Anyway, the song I wrote is attached. In all my years in this business, God and lack of understanding why someone we love dies seems to be two of the most shared thoughts that I hear. Either there is an eternal love and trust in God that He knows what He is doing or a turning away from God, or at lease an anger with Him, when a loved one dies.
My first encounter with death was at 9 years old. We lived in the country in up-state NY. My cousin’s dog got distemper and his father told us to go dig a grave in the woods and then take the dog out and shoot it. I guess he thought that would make us men. We dug the grave and my cousin pointed the .22 rifle at his dog but could not shoot. He stood there crying, rifle inches from his pet’s skull, and trembled. I grabbed the rifle, pointed and shot the dog. We cried, filled in the grave, and never went to that part of the woods again.
A couple years later, when I was 11, my dad died from a perforated ulcer. Stupid reason to die but we had no money for him to go to the doctor. He already had seven kids, and on the day of his death, the family doctor (without knowing that dad had died) called my mother to tell her she was pregnant with her eighth kid…congratulations, he is reputed to have said to her. Irish Catholics, don’t you know! No money, no insurance, no dad, no running water, no bathroom but a falling apart outhouse…why be mad at God?
In high school a couple of classmates died in accidents and a friend of a friend died from suicide. Then, on to the Army and Vietnam. It was kill or be killed there as one fought sworn enemies with guns, and weather that nearly suffocated one from the high temps and intense humidity. I stopped making friends there during my year and a half in country as a way to avoid the pain of loss when a friend would die in action…as a number of them did die. Add in an uncle that was killed by a train, a mother and sister that died from cancers (both big smokers), my wife and I losing our first child in a miscarriage, the loss of her parents, a step-father passing from brain cancer all the way up to co-workers and bosses dying and you can see that I have a lot of shared grief and personal losses in my 70 years.

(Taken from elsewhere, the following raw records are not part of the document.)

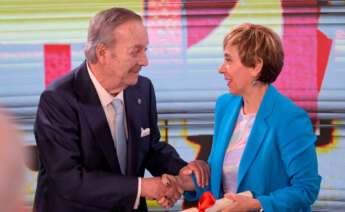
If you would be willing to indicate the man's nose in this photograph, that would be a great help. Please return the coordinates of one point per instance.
(143, 60)
(221, 69)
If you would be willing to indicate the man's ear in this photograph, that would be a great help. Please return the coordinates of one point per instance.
(258, 67)
(100, 52)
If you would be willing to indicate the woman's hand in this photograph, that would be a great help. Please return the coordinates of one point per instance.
(241, 203)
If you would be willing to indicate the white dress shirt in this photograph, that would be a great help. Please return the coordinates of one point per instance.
(106, 99)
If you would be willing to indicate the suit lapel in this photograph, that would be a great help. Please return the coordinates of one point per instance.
(92, 109)
(257, 133)
(134, 106)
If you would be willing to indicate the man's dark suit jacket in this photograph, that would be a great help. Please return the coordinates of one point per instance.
(79, 166)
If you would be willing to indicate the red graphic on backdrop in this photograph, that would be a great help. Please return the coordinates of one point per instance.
(57, 61)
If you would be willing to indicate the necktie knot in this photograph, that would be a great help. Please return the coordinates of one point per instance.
(118, 106)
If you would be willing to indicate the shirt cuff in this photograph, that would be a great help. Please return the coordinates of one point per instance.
(137, 200)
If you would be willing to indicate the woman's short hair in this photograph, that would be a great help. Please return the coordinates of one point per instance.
(101, 29)
(254, 42)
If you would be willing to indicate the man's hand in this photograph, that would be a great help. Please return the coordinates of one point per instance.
(164, 189)
(200, 169)
(174, 192)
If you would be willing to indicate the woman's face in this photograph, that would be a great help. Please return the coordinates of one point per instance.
(239, 77)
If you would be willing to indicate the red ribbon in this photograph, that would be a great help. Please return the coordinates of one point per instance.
(206, 200)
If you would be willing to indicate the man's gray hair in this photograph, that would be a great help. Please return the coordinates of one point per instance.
(101, 28)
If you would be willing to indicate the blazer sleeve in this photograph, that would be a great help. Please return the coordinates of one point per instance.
(163, 158)
(58, 140)
(296, 145)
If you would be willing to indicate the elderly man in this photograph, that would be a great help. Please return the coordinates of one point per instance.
(96, 128)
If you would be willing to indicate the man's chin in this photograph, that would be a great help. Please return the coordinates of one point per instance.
(133, 81)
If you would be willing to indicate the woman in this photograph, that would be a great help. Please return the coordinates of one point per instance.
(263, 142)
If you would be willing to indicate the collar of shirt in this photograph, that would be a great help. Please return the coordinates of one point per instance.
(105, 97)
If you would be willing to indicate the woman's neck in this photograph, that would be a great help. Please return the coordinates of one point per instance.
(253, 98)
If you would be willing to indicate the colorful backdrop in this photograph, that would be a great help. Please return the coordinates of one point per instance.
(41, 40)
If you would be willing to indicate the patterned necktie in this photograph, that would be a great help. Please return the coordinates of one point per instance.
(120, 135)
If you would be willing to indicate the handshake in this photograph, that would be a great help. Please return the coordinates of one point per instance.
(167, 189)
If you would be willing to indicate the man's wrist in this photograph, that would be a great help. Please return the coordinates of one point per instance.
(255, 205)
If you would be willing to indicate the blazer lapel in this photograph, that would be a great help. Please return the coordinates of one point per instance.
(133, 103)
(91, 106)
(257, 134)
(224, 132)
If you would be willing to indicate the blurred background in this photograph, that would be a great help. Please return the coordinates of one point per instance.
(41, 40)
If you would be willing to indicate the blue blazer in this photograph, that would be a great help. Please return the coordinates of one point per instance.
(79, 166)
(279, 163)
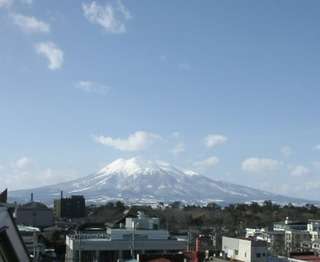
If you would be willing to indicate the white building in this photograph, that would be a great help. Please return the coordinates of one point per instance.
(244, 249)
(139, 236)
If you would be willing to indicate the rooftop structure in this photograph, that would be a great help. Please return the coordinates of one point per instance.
(139, 235)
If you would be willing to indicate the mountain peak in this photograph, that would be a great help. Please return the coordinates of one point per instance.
(132, 166)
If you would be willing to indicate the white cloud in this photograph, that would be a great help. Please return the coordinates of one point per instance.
(112, 17)
(29, 2)
(50, 51)
(5, 3)
(213, 140)
(89, 86)
(184, 66)
(29, 24)
(210, 161)
(24, 162)
(258, 165)
(316, 147)
(300, 171)
(286, 151)
(163, 58)
(138, 141)
(179, 148)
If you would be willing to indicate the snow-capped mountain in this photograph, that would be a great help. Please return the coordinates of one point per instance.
(140, 181)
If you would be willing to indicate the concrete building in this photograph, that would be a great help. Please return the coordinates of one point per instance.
(73, 207)
(139, 235)
(34, 214)
(12, 247)
(244, 249)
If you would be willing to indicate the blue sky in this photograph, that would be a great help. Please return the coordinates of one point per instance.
(226, 88)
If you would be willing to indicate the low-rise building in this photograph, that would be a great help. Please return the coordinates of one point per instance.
(244, 249)
(139, 235)
(34, 214)
(73, 207)
(12, 247)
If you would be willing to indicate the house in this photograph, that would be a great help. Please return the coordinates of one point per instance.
(73, 207)
(34, 214)
(140, 235)
(12, 247)
(244, 249)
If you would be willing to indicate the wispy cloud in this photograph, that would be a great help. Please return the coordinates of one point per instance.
(210, 161)
(213, 140)
(163, 58)
(258, 165)
(300, 171)
(23, 162)
(29, 2)
(316, 147)
(179, 148)
(138, 141)
(5, 3)
(184, 66)
(29, 24)
(89, 86)
(52, 53)
(286, 151)
(113, 17)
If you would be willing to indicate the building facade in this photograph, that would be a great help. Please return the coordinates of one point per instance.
(138, 236)
(244, 249)
(73, 207)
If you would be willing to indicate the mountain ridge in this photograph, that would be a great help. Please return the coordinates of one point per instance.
(141, 181)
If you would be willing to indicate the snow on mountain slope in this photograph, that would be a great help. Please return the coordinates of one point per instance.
(140, 181)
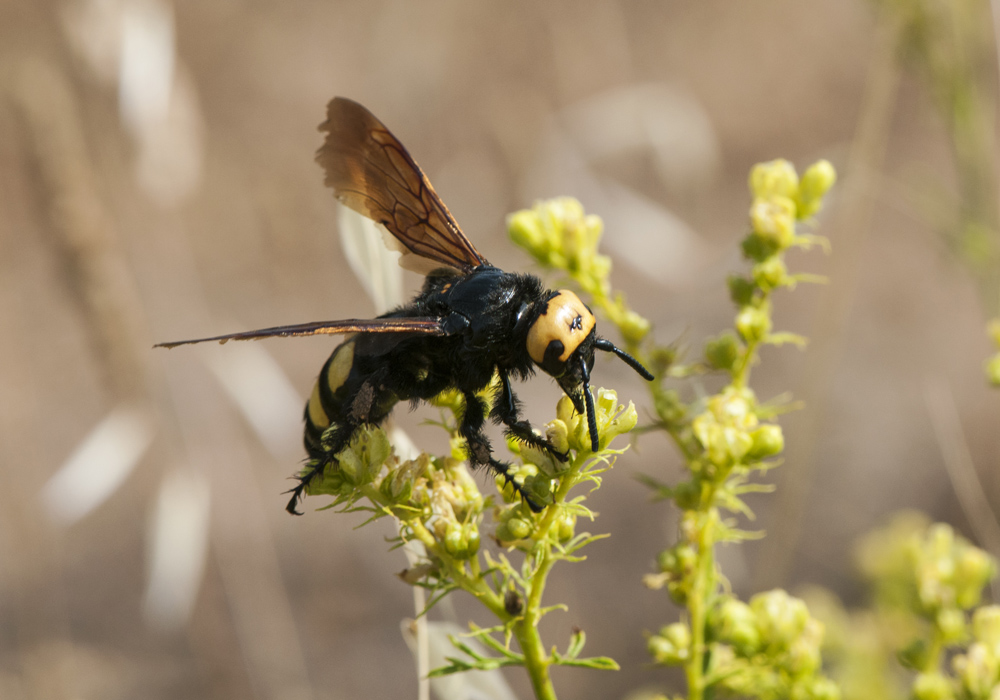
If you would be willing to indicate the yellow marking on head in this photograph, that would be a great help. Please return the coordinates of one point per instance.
(317, 416)
(567, 320)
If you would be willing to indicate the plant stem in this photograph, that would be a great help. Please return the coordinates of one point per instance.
(535, 659)
(699, 602)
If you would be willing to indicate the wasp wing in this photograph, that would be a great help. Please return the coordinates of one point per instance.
(372, 173)
(427, 326)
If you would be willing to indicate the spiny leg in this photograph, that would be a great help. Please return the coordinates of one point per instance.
(335, 439)
(480, 453)
(506, 410)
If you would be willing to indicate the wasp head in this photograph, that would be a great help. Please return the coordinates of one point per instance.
(562, 340)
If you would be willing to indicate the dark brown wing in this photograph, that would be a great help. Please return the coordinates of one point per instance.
(428, 326)
(371, 172)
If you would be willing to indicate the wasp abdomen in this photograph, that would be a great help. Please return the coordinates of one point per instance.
(324, 405)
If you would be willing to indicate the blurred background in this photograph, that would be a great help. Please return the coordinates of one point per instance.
(157, 182)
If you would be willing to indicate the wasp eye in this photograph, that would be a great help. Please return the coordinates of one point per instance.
(560, 328)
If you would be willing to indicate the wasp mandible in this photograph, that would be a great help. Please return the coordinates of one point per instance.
(470, 322)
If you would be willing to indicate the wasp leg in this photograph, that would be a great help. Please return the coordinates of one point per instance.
(506, 410)
(480, 453)
(321, 456)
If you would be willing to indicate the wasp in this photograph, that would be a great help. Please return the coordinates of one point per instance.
(470, 322)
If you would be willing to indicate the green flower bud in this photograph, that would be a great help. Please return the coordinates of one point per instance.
(773, 220)
(914, 655)
(780, 617)
(977, 670)
(678, 561)
(566, 527)
(557, 434)
(519, 528)
(672, 646)
(666, 561)
(816, 182)
(932, 686)
(767, 441)
(770, 273)
(736, 624)
(820, 688)
(740, 290)
(461, 541)
(758, 247)
(723, 351)
(753, 324)
(804, 651)
(525, 229)
(992, 368)
(600, 270)
(678, 591)
(986, 627)
(776, 178)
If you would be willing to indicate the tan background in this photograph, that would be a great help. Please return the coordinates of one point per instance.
(230, 228)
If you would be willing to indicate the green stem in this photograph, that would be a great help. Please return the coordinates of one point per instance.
(526, 631)
(699, 603)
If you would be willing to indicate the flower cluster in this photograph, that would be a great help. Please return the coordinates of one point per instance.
(930, 580)
(769, 648)
(560, 236)
(438, 504)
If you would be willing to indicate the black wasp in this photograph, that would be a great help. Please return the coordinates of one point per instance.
(470, 321)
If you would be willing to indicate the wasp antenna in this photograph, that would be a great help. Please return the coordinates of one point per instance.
(608, 346)
(591, 415)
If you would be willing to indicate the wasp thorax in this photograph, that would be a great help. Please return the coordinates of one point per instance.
(558, 331)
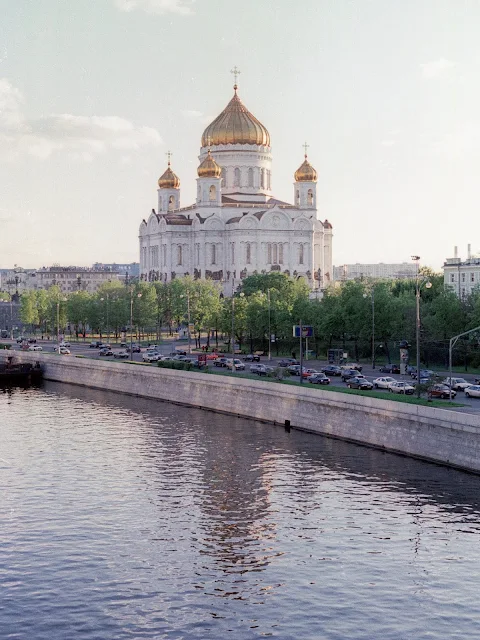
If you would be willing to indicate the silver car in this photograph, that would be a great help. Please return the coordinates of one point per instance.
(473, 391)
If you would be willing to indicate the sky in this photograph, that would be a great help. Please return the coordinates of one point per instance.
(93, 93)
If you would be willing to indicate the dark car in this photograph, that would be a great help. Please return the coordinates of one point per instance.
(389, 368)
(319, 378)
(359, 383)
(441, 391)
(348, 373)
(287, 362)
(332, 370)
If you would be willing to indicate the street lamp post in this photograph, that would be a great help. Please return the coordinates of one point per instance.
(418, 285)
(365, 295)
(139, 295)
(269, 328)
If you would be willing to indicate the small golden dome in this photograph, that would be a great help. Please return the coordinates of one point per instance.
(209, 168)
(305, 173)
(169, 180)
(235, 125)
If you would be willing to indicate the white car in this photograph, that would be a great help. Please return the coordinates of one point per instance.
(383, 383)
(401, 387)
(150, 356)
(473, 391)
(458, 384)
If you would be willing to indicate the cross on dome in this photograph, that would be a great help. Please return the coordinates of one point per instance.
(236, 72)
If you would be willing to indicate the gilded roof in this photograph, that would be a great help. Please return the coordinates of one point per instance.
(209, 168)
(169, 180)
(235, 125)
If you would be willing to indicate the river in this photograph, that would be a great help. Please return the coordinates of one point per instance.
(125, 518)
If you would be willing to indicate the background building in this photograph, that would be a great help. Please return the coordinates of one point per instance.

Anyway, ten years ago I met a woman who lost two daughters within months of each other (one by drugs and the second by car accident while texting). She came to work here for awhile as a family service counselor. I felt obligated to fire her after a year; not because she wasn’t doing a good job because she was doing a good job. But what I observed was that being around death and dying everyday as a counselor at a cemetery seemed to prevent her from learning how to live without her 20 and 22 year old girls.
I wrote the song as a culmination of many talks with her during that year. She had so much trouble understanding why her girls were taken so young. I also witnessed her intense belief in God. She was absolute in her belief that she would see them again in heaven, and trusted God’s decision to end their lives on this plane when he did.
So, in a way, this song was penned by me but written by these many experiences of death. When you go to work every day and feel the pain of so many deaths, it is imperative to have a strong belief in something bigger than life. I absolutely believe in God, and Jesus, and the whole eternity thing. When I went though my own cancer a year and a half ago and a kidney was cut out and tossed, I surprised my family with having no fear of what might happen. I even went so far as to talk to God and I told Him that if this is what had to be, then I trusted Him. I remember telling Him that I would prefer no pain but if that was part of the plan, then I offered it up to Him. Guess what? A happy ultimate ending as the cancer is gone, but funny old God, there was pain x 100.
I am sharing this story because I am not the best singer but sometimes it is important to know why a song is written and some of the meaning behind the words. Dylan was not a good singer by most accounts, but he was a wordsmith like few others before or after him. I do not claim to be the next Dylan, but my song and my interpretation of my song comes from my soul.
Hope to see you Saturday. Even if we do not get together, I respect you and know that you have family here. So, this song is as much yours as it is for all the people that brave the heat to let a butterfly go free to carry their secret longings up to heaven.